伏せた長い睫を見下ろした赤い目が、そのまま胸元まで移り、物欲しげに煌めいた。胸元には、赤い花びらのような、付けたばかりと分かるキスマークが付いている。
「……しかも、所有権を主張するなんて……」
「はい?」
言っている意味が分からず、顔を上げた。目の前にいた男は、いつの間にか焦点の合わない位置まで顔を寄せていた。
「ぴ……っ!」
口から変な音を漏らしたフィルートの頬に、他人の唇が押し付けられる。大きな男の手が、情事を彷彿とさせる、しっとりとした動きで、耳の裏から首筋を撫で下ろした。
――やめろおおお!
「……っ」
本能的に体を横にずらして、手から逃れると、ルークはにっこりと笑った。
「失礼。あまりにも美しい肌だったもので、つい口付けを贈ってしまいました」
「ななな」
あり得ない――初対面の婦女子の頬に、許可もなく口付けるなんて!
内心憤怒しながら、しかしフィルートの目は、明らかに怯えた。アヴァンにより、既に男に力ではかなわない、という刷り込みが完了していた。
彼はフィルートの表情を楽しげに見下ろすと、くす、と笑って優雅に立ち上がった。
「それではまた、お会いできるのを楽しみにしていますね……フィリア姫」
「……」
フィルートは応えられなかった。ルークが背を向けた刹那、体はがくがくと震え、顔面から血の気が失せる。姿が見えなくなった頃、フィルートは震える声を漏らした。
「ここここ……怖いいいぃいい!」
内心に留めるべき言葉が、口から洩れる。空気となって成り行きを見守っていた侍女――ラティが慌てて傍らに跪いた。

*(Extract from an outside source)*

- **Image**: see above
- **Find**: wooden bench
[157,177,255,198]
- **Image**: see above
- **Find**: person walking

「フィリア様……! だ、大丈夫ですわ。ルーク様は陛下の弟君ですもの。何も怯える事なんて……っ」
そこでラティは口を閉ざした。フィルートはゆっくりと、ラティの顔を見上げる。
――どうしてそんな顔するんだよおおお。
ラティは、指先で口元を押さえ、あさってを見ていた。
「ラティ……何……その間……」
尋ねると、彼女は取り繕った笑顔を浮かべた。
「あ! いいえ! 何でもございませんわ! 何かあっても、陛下がお救い下さいます! フィリア様は、陛下にとても愛されておりますもの……!」
――襲われるのを前提に話さないでくれよ……。
デュナル王国の生活は、涙がちょちょぎれる毎日だった。